Ostdeutsche Frauen sind die Verlierer der Einheit

Arbeit und Soziales 1990:

Während im Westen der Konjunkturboom der Vorjahre anhält und durch die Käufer aus der DDR noch verstärkt wird, befindet sich die ostdeutsche Ökonomie spätestens seit der Wirtschafts- und Währungsunion vom 1. Juli 1990 im freien Fall. Im November 1990 suchen in den alten Bundesländern mit 6,4% der Beschäftigten so wenige Menschen Arbeit wie seit langem nicht mehr, aber in den neuen Ländern übersteigt die Quote mit 6,7% erstmals die westdeutsche Rate – um danach von einem Rekordhoch zum zu klettern.

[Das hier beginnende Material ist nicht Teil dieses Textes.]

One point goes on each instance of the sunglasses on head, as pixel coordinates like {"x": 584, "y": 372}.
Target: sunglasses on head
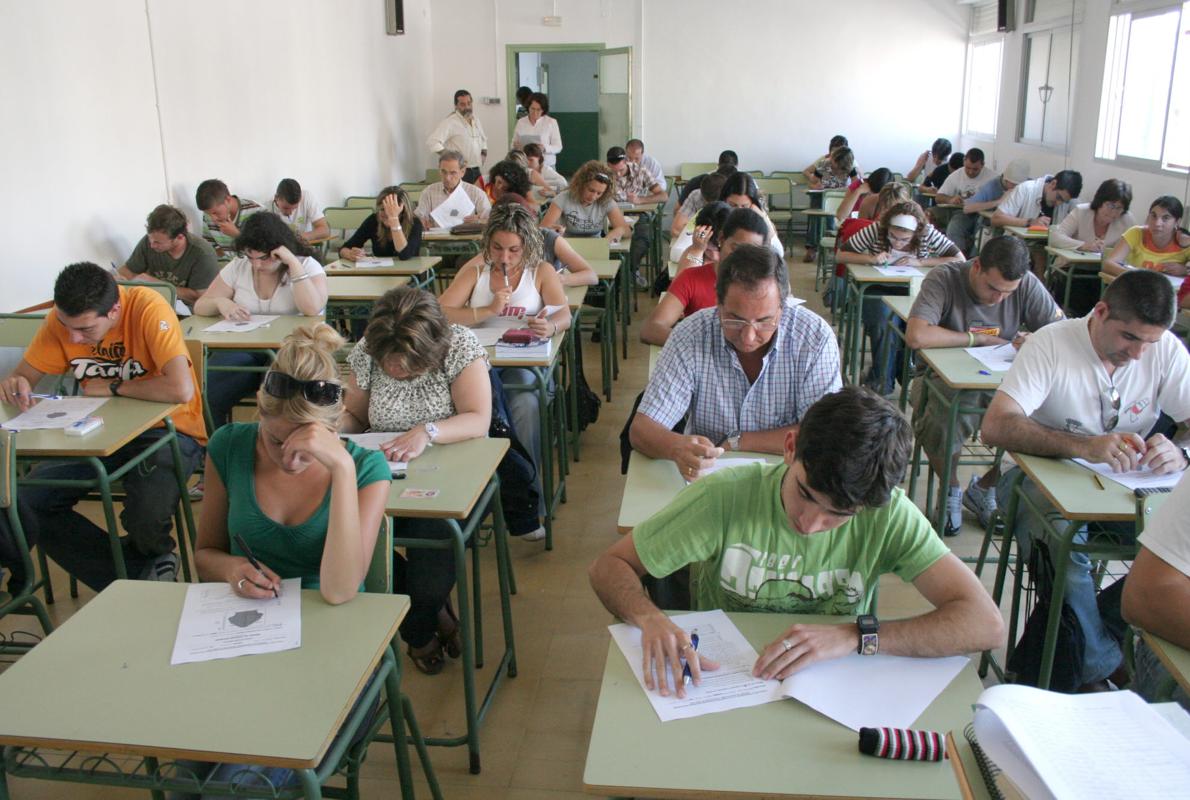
{"x": 320, "y": 393}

Zur Jahreswende 1990/91 sind in Ostdeutschland 642 000 Menschen ohne Arbeit, mehr als doppelt so viele wie noch im Juli; dazu kommen knapp 1,8 Mio. Kurzarbeiter. Bei der Umwandlung der sozialistischen Plan- in die soziale Marktwirtschaft wird also vor allem die Arbeit knapp. Während Anfang 1990 in der DDR noch 9,6 Mio. Menschen ihr Geld in einem Betrieb, beim Staat oder in der Landwirtschaft verdienen, sind es bis Mitte 1992 nur noch 6,2 Mio. Menschen. Damit fällt mehr als jeder dritte Arbeitsplatz in Ostdeutschland (37%) dem ökonomischen Umbruch zum Opfer.

Vor allem die ostdeutschen Frauen sind die Verlierer der Einheit. Nach Schätzungen gehen 1990 in der DDR noch vier von fünf Frauen zwischen 15 und 65 Jahren einer Arbeit nach (Anteil in der Bundesrepublik: 58,5%). Bis Mitte 1991 muss etwa jede von ihnen wegen Arbeitsplatzverlusten aus dem Berufsleben ausscheiden. Aber nicht nur die Statistik der Arbeitslosen verdeutlicht den Umbruch, den die Bürger der ehemaligen DDR 1990 erleben, auch Ehe und Familie leiden darunter: Mit 22% verzeichnen die Standesämter 1990 fast ein Viertel weniger heiratswilliger Paare als 1989, 12% weniger Kinder werden geboren. Die Zahlen gehen 1991 um nochmals je 40% zurück.

Die Arbeitslosenzahl in den neuen Bundesländern wird gedrückt durch die ständig wachsende Zahl der »Abwanderer«. 1990 zieht es rund 350 000 Männer und Frauen auf der Suche nach einer festen Stelle in den Westen. Im November 1990 pendeln zudem täglich rund 210 000 Menschen zwischen Arbeitsplatz im Westen und Wohnung im Osten. Ihre Zahl steigt 1991 auf 450000. Vor allem die höheren Löhne in der alten Bundesrepublik bieten Anreiz für solche Strapazen. Zwar setzt z.B. die IG Metall für Ostdeutschland Lohnerhöhungen durch – im 2. Halbjahr 1990 etwa 50% –, jedoch verdienen im Januar 1991 z.B. Maschinenbauer nur 40% des Westgehalts, Chemiker gar nur 33%. Bis Ende 1991 erreichen die östlichen Tariflöhne und -gehälter gegenüber dem Westen im Schnitt 60%. Der Kauf lange ersehnter Waren wird von diesem Rückstand aber wenig gebremst. So vergrößert sich der Bestand an Pkw 1990 in den neuen Ländern um 23,5%, Hersteller von Elektronikgeräten und Inneneinrichtungen verzeichnen Umsatzzuwächse. Die Katerstimmung folgt dem Hochgefühl aber oft genug auf dem Fuß, wenn die Zinsen nicht mehr bezahlt werden können oder wenn Betrüger kräftig abgesahnt haben. So sollen sogar Ergebnisse der Stiftung Warentest gefälscht worden sein, um Versicherungen an den Mann oder die Frau zu bringen. Rund fünf Mio. Anträge für Versicherungen aller Art werden kurz nach der Währungsunion unterschrieben, ein Großteil davon mit unredlichen Zusagen, heißt es beim Bund der Versicherten. Der Schaden wird auf ca. 1 Mrd. DM geschätzt.